Benefits of Edge Computing

Edge computing systems store and process data collected locally on devices without uploading it to a cloud computing platform. This comes with several important advantages to lowering the pressure of network bandwidth and other disadvantages of cloud computing.

• Performance: Edge computing technology offers fast data processing and analysis, and fast response speed enabling real-time services. It provides users with a variety of fast response services, especially in automatic driving intelligent manufacturing, video monitoring, and other location awareness; rapid feedback is critical. For example, real-time computer vision applications.
• Privacy and Security: The centralized approach of traditional cloud computing requires all data to be uploaded to the cloud for unified processing. Therefore, cloud-based processing exposes significant risks of data loss and data leakage. Edge computing is based on local data, and there is no need to upload data to the cloud, which avoids the risks brought by network transmission. As a result, attacks and failures only affect local data, not entire data. On-device computing and AI inference make it possible to guarantee data security.
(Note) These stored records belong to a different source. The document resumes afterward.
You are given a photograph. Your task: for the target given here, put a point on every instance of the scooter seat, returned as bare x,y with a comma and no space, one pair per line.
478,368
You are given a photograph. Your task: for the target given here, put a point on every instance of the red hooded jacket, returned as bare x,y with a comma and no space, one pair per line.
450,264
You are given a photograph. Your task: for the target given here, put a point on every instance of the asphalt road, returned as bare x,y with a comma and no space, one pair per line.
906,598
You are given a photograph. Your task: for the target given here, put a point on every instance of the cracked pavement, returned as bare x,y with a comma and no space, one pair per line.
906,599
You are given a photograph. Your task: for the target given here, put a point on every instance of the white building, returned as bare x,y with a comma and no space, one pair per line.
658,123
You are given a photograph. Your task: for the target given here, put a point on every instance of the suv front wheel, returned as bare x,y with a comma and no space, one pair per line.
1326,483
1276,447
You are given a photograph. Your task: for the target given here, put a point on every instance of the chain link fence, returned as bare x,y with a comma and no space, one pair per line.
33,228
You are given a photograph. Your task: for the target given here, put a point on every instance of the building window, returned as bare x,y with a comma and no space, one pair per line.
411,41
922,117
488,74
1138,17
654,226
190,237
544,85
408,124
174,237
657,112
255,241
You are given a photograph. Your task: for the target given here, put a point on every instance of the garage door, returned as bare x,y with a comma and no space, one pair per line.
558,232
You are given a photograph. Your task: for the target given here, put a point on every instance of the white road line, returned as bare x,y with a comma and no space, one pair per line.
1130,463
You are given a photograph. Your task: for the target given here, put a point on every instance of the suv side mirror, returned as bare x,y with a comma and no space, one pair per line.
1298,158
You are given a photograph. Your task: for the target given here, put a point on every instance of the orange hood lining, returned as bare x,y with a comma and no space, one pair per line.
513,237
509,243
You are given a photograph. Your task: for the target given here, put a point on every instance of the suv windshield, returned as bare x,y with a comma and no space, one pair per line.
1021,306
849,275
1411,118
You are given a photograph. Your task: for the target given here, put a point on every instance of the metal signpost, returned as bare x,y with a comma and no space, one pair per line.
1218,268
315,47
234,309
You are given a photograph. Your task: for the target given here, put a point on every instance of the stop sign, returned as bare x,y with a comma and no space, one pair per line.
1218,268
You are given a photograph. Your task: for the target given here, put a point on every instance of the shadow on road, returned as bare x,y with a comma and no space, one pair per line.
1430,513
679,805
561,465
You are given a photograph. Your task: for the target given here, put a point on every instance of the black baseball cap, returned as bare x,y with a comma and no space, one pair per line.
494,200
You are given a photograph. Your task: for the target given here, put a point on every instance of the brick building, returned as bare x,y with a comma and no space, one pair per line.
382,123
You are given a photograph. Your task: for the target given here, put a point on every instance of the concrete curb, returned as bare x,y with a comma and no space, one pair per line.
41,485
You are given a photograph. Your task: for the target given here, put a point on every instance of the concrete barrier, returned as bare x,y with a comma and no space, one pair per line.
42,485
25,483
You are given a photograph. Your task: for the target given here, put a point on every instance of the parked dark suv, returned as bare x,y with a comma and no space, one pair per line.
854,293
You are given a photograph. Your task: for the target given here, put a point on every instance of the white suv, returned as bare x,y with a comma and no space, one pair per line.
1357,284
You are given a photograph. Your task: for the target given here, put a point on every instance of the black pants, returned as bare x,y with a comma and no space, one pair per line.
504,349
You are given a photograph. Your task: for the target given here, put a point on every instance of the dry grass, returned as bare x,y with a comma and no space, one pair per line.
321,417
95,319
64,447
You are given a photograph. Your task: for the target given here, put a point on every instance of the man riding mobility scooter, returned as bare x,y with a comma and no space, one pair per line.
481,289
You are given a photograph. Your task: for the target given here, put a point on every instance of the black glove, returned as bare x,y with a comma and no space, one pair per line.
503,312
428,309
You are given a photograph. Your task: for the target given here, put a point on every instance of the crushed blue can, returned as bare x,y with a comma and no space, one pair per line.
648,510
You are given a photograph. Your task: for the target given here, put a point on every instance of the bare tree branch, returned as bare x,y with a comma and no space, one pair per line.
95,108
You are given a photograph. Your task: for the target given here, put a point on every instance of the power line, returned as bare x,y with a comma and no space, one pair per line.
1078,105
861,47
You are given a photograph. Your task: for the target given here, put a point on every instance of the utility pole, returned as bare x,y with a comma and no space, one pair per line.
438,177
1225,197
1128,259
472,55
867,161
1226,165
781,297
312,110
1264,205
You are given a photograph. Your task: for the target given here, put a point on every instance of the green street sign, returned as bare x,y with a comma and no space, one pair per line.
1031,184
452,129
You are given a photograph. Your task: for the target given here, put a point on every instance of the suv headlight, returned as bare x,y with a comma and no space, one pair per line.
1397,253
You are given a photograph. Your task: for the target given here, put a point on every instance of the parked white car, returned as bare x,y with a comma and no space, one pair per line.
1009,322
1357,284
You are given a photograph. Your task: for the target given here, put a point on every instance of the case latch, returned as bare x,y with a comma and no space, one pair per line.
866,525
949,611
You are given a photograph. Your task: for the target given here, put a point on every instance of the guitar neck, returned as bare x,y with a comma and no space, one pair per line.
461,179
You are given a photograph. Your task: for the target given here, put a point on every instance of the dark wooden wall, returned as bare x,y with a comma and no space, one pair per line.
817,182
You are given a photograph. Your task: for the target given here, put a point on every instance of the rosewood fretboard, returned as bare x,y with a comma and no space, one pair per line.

Furthermore, on-device computing is distributed for the training of AI models, named Federated Learning.
• Efficiency: On-device computing reduces the amount of data transmitted on the network, reduces the transmission cost and network bandwidth pressure, reduces the energy consumption of local equipment, and improves computing efficiency. Edge computing drives the development of highly efficient AI hardware such as deep learning accelerators (e.g., Vision Processing Units).
• Reliability: Edge technology provides methods to make services more stable, robust, and highly accessible. The high reliability of connected on-device systems is especially important in mission-critical applications that are vulnerable to network disconnections which may lead to fatal consequences (e.g., medical monitoring or transportation systems).

Edge Computing Use Cases

• Environmental Monitoring in Remote Locations: By deploying IoT sensors and edge devices equipped with edge computing capabilities, environmental data is collected, processed, and analyzed locally. This makes it possible to monitor ecological conditions, biodiversity conservation efforts, and early detection of environmental changes or threats in remote and inaccessible areas.
• Precision Agriculture: IoT sensors, drones, and edge devices equipped with edge computing capabilities can measure agricultural data to make data-driven decisions in real time, making edge computing important for improved crop productivity and sustainability.
• Disaster Response and Humanitarian Aid: Edge computing for disaster response and humanitarian aid operations provides critical support and assistance in crises. In disaster-affected areas, emergency responders and aid organizations can establish local command centers, coordinate rescue efforts, and deliver essential services, even in remote or infrastructure-poor environments.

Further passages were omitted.